Was it the combined Ng sound, or a spiritual intuition? I never know for sure what triggers my Cosmic leaps, but here’s another one: Tibertan Bon teachers were the progenitors of the Yaqui Naguals of Mexico…
Urgyen Nam Chuk was well known as a Bon Ngagpa, a married man of high spiritual caliber. The Ngagpa tradition is found in most of the Tibetan spiritual legacies from the four Buddhist schools of thought and all the Bon traditions. They were instantly identifiable by their hair, which is worn long and uncut, either in a ponytail or in dreadlocks.
Ngagpas have always been regarded as the spiritual geniuses of Tibet, wild, unpredictable, and incredible. My teacher was like this. Thus, as I grew older I had to be observant and aware in order to avoid practical jokes, booby traps, and the general mayhem that was subtly intertwined with the long hours of discipline, study, and hard work.Christopher Hansard – The Tibetan Art of Living (page xvi-xvii)
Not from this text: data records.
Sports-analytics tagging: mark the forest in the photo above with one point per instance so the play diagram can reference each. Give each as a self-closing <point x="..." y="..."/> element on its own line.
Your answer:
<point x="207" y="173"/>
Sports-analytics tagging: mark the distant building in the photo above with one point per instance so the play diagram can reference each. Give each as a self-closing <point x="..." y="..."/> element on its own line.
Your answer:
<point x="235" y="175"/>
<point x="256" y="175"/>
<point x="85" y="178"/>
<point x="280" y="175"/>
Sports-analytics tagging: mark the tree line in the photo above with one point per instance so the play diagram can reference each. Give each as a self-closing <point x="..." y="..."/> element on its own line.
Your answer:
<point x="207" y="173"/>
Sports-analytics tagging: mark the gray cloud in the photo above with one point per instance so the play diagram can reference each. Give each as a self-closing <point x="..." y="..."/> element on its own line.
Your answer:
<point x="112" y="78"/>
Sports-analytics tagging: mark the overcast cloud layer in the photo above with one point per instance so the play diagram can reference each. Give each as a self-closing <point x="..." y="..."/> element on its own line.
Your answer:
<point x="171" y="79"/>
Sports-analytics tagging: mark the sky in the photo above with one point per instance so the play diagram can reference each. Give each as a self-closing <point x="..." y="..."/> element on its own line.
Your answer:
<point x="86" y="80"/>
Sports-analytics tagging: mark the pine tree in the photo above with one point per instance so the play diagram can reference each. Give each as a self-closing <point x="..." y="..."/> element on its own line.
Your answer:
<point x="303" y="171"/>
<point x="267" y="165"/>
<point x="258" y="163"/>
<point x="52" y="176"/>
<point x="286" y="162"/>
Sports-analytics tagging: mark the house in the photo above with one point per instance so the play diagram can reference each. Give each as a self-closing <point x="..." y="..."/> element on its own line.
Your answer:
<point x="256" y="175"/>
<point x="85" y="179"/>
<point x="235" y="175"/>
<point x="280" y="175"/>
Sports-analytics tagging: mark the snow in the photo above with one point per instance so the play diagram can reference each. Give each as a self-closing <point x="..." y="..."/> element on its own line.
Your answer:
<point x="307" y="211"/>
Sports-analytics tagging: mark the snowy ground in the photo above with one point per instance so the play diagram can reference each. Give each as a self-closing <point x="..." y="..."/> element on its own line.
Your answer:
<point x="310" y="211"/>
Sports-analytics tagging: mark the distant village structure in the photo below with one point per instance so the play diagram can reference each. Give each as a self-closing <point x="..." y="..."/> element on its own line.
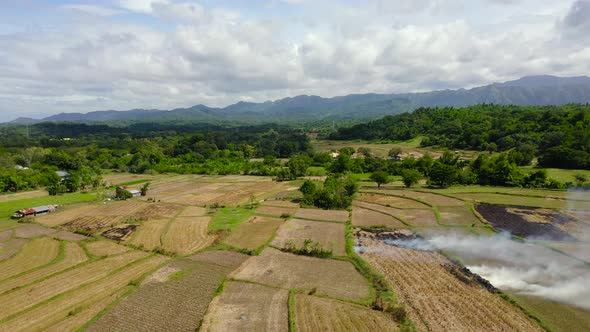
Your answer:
<point x="35" y="211"/>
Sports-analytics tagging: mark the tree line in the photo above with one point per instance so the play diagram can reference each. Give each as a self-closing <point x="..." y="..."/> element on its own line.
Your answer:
<point x="559" y="136"/>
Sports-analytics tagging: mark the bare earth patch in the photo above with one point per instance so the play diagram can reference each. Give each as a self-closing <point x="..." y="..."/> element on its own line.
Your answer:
<point x="319" y="314"/>
<point x="395" y="201"/>
<point x="330" y="277"/>
<point x="220" y="257"/>
<point x="276" y="211"/>
<point x="177" y="303"/>
<point x="248" y="307"/>
<point x="105" y="248"/>
<point x="330" y="235"/>
<point x="368" y="218"/>
<point x="254" y="233"/>
<point x="324" y="215"/>
<point x="436" y="299"/>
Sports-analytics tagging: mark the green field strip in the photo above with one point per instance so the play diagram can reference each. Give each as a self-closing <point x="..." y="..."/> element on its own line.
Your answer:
<point x="81" y="286"/>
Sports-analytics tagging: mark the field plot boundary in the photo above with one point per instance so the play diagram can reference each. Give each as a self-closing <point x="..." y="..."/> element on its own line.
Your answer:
<point x="376" y="192"/>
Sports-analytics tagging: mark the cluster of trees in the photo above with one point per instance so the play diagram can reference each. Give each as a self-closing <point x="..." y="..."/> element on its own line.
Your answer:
<point x="488" y="170"/>
<point x="29" y="159"/>
<point x="337" y="192"/>
<point x="558" y="135"/>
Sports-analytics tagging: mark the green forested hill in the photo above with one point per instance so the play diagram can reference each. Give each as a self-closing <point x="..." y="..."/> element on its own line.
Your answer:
<point x="559" y="135"/>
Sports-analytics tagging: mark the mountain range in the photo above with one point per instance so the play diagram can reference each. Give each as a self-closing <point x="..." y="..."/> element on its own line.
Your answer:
<point x="529" y="90"/>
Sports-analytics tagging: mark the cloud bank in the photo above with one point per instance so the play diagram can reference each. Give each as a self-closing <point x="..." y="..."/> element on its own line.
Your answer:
<point x="164" y="54"/>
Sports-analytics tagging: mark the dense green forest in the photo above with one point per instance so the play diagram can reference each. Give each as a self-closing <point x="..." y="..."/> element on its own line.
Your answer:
<point x="558" y="135"/>
<point x="30" y="155"/>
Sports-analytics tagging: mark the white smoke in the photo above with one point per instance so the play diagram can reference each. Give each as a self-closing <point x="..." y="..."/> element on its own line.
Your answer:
<point x="523" y="267"/>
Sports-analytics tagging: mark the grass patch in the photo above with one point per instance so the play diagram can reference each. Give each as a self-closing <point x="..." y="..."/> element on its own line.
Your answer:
<point x="228" y="218"/>
<point x="8" y="208"/>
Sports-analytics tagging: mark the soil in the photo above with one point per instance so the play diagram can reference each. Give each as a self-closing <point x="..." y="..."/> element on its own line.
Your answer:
<point x="516" y="223"/>
<point x="120" y="233"/>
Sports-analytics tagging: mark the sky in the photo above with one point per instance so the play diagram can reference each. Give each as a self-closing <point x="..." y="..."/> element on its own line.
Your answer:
<point x="80" y="56"/>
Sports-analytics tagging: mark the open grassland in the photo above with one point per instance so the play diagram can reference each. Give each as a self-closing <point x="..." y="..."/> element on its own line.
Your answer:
<point x="208" y="190"/>
<point x="73" y="255"/>
<point x="388" y="199"/>
<point x="320" y="314"/>
<point x="436" y="299"/>
<point x="508" y="199"/>
<point x="409" y="148"/>
<point x="105" y="248"/>
<point x="560" y="317"/>
<point x="149" y="234"/>
<point x="34" y="254"/>
<point x="9" y="207"/>
<point x="174" y="302"/>
<point x="254" y="233"/>
<point x="369" y="218"/>
<point x="430" y="198"/>
<point x="330" y="235"/>
<point x="186" y="235"/>
<point x="413" y="217"/>
<point x="275" y="211"/>
<point x="79" y="296"/>
<point x="27" y="297"/>
<point x="458" y="215"/>
<point x="323" y="215"/>
<point x="248" y="307"/>
<point x="329" y="277"/>
<point x="220" y="257"/>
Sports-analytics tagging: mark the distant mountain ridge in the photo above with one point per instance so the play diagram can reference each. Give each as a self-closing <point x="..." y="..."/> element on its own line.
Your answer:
<point x="526" y="91"/>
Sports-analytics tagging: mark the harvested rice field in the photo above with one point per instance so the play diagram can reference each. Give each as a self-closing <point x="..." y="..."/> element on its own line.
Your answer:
<point x="390" y="200"/>
<point x="330" y="277"/>
<point x="254" y="233"/>
<point x="294" y="232"/>
<point x="248" y="307"/>
<point x="174" y="301"/>
<point x="321" y="314"/>
<point x="175" y="260"/>
<point x="368" y="218"/>
<point x="187" y="235"/>
<point x="436" y="299"/>
<point x="458" y="215"/>
<point x="323" y="215"/>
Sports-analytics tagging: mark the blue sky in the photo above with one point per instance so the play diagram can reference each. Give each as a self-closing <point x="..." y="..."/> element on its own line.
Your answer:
<point x="81" y="56"/>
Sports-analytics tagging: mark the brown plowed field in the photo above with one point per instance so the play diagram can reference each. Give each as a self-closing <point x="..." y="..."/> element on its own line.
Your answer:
<point x="23" y="298"/>
<point x="254" y="233"/>
<point x="248" y="307"/>
<point x="275" y="211"/>
<point x="193" y="211"/>
<point x="220" y="257"/>
<point x="458" y="216"/>
<point x="73" y="255"/>
<point x="90" y="223"/>
<point x="330" y="277"/>
<point x="35" y="253"/>
<point x="435" y="299"/>
<point x="330" y="235"/>
<point x="10" y="247"/>
<point x="320" y="314"/>
<point x="176" y="304"/>
<point x="105" y="248"/>
<point x="431" y="198"/>
<point x="187" y="235"/>
<point x="66" y="307"/>
<point x="149" y="234"/>
<point x="28" y="231"/>
<point x="394" y="201"/>
<point x="280" y="203"/>
<point x="367" y="218"/>
<point x="324" y="215"/>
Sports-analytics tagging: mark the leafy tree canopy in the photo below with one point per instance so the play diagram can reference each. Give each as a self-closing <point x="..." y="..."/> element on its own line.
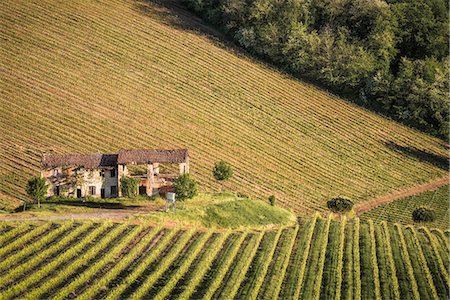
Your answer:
<point x="37" y="189"/>
<point x="222" y="171"/>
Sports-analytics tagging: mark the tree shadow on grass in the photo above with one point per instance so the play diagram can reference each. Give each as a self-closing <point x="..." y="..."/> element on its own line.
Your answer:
<point x="176" y="15"/>
<point x="422" y="155"/>
<point x="173" y="13"/>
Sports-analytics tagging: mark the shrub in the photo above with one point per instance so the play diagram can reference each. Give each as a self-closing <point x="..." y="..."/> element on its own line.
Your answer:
<point x="340" y="205"/>
<point x="185" y="187"/>
<point x="272" y="200"/>
<point x="423" y="214"/>
<point x="129" y="186"/>
<point x="222" y="171"/>
<point x="37" y="189"/>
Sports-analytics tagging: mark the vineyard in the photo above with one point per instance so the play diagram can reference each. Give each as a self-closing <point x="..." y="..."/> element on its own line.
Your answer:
<point x="97" y="76"/>
<point x="401" y="210"/>
<point x="321" y="259"/>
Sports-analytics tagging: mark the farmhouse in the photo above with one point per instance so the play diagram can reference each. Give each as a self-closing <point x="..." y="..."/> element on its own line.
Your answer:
<point x="98" y="175"/>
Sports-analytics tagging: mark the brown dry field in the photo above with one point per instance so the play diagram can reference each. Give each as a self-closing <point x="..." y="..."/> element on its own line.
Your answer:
<point x="98" y="76"/>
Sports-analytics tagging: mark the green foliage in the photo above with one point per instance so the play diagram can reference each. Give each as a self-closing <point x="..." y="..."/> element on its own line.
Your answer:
<point x="272" y="200"/>
<point x="350" y="46"/>
<point x="423" y="214"/>
<point x="340" y="205"/>
<point x="290" y="262"/>
<point x="222" y="171"/>
<point x="185" y="187"/>
<point x="37" y="188"/>
<point x="401" y="210"/>
<point x="129" y="186"/>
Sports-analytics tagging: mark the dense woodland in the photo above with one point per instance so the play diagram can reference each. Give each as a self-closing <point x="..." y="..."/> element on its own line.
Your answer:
<point x="390" y="56"/>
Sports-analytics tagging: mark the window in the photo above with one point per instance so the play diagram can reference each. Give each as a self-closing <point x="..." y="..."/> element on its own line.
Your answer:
<point x="92" y="190"/>
<point x="113" y="190"/>
<point x="56" y="191"/>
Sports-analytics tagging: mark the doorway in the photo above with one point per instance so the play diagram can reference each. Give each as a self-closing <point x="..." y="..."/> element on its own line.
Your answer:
<point x="142" y="190"/>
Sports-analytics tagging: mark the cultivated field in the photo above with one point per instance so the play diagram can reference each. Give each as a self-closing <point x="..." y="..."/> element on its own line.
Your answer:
<point x="401" y="210"/>
<point x="321" y="259"/>
<point x="88" y="76"/>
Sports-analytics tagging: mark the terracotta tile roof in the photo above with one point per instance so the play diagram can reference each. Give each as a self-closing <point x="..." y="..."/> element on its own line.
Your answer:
<point x="89" y="161"/>
<point x="152" y="156"/>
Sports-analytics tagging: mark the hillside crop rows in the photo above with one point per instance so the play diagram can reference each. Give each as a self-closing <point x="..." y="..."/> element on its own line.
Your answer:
<point x="401" y="210"/>
<point x="321" y="259"/>
<point x="89" y="76"/>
The book is divided into two sections. The first section, The Teachings, is a first-person narrative that documents Castaneda’s initial interactions with don Juan. He speaks of his encounters with Mescalito (a teaching spirit inhabiting all peyote plants), divination with lizards and flying using the “yerba del diablo” (lit. “Devil’s Weed”; Jimson weed), and turning into a blackbird using “humito” (lit. “little smoke”; a smoked powder containing Psilocybe mexicana). The second, A Structural Analysis, is an attempt, Castaneda says, at “disclos[ing] the internal cohesion and the cogency of don Juan’s Teachings.”Wikipedia (The Teachings of Don Juan)
Not everything is black and white, is it? I rest my case.